A number of prion diseases have been discovered. It is required to be shown that the disease can be spread through exposure to the misfolded protein.  It has been claimed that this has been demonstrated in Parkinson's with a mouse study widely reported and replicated.  However some recent findings have cast doubt on this finding - was the protein actually chaperoning alpha synuclein accumulation?

One of the alpha biologists of Parkinson's is Northwestern's Jim Surmeier. He is the guy who is in all the hard-core biology sessions at conferences and usually asks the first, hardest question.  A Udall Center director, Surmeier challenged the audience at the most recent Udall Centers meeting.  If alpha synuclein were a prion, it would be transmitted from cell to cell either by proximity, across the extracellular matrix, or across synapses, the cell to cell junctions in the brain.  It turns out that the centers of alpha synuclein pathology are neither adjacent nor linked by axons. (Scientists trace the neural network using the rabies virus, which very aggressively spreads up -- from dendrite to axon, the opposite of neural signaling -- neuronal connections.)

Drug users who took the mitochondrial toxin MPTP (instead of the synthetic heroin they thought they were taking) were found to have selectively poisoned their dopamine producing neurons.

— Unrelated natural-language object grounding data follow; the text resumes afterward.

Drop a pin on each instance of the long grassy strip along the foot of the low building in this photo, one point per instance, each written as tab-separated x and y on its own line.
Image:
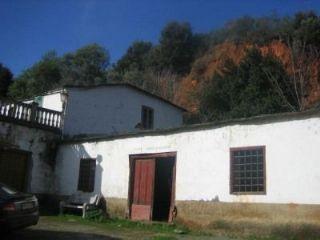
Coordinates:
234	229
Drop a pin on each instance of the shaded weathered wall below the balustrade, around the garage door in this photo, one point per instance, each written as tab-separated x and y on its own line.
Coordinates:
36	141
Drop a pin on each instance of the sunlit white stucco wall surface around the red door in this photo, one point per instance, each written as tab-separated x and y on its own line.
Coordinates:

People exposed to Parkinson's-connected pesticides selectively lose dopamine neurons, even though these toxins are general mitochondrial toxins.  There's something special about dopamine neurons.

The way Parkinson's pathology spreads, it seems like if prions are part of the Parkinson's story, it's not all of the story.

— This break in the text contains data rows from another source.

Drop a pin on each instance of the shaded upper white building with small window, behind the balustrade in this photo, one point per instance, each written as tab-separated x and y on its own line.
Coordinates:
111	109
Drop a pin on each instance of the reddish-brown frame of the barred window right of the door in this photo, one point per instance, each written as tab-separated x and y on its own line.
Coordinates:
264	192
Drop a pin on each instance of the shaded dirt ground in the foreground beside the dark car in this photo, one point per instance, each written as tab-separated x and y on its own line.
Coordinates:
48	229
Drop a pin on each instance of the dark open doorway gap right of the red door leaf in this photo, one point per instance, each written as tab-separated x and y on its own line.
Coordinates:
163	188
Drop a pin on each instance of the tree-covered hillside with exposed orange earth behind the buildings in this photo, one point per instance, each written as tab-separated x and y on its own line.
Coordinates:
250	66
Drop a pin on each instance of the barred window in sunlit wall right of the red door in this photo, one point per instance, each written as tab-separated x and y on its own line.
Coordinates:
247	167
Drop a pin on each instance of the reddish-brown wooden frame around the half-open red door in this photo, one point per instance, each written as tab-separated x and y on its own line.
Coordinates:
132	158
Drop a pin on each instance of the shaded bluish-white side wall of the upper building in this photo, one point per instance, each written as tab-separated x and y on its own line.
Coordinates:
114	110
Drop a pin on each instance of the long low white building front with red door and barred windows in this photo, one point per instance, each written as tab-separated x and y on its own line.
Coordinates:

The primary model for thinking about Parkinson's progression in the brain is called the Braak hypothesis.  Hideko Braak is a Finnish neuropathologist (i.e., a guy who cuts up brains) and he has created well known mental models like this one for both Alzheimer's and Parkinson's.  The Parkinson's model shows the disease starting in the brain stem and progressing into the forebrain, meaning it starts with the regulatory parts of the brain and progresses to the cognitive regions.

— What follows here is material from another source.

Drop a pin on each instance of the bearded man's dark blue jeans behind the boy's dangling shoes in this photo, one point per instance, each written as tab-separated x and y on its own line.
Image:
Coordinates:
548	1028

This model is wrong. It offers a nice framework to think about Parkinson's progression, but this framework leaves out key details and misleadingly suggests that the course of Parkinson's is fixed and inevitable. It's not. For example, work led by Daniel Weintraub at the University of Pennsylvania (at another NIH Udall Center) has shown that patients who experience cognitive impairment will progress on to dementia. However, work by Antonio Strafella at the University of Toronto - supported by a grant I managed - showed that patients who don't have cognitive impairment seem to have cognitive regions of their brains bypassed by the Parkinson's pathology - the disease jumps across or somehow skips those regions.

So, although we know that Parkinson's is linked to misfolded proteins, we also know that those proteins alone don't define the spread of the disease.  One of the first places Parkinson's hits is a region called the basal ganglia, which is a region rich in dopamine producing cells, and we know that throughout the disease, dopamine replacement is a central part of treatment.

At the Udall meeting, Surmeier asked us to consider that maybe dopamine neurons are selectively vulnerable in Parkinson's. Other neurons -- not to mention other cells in the body -- have alpha synuclein but they don't get Parkinson's.  They have mitochondria but are not killed by mitochondrial toxins. At least not at first.

The prion model and the idea that Parkinson's essentially diffuses through the brain seems to be overly simplistic. It's probably part of the puzzle, but selective vulnerability is another part.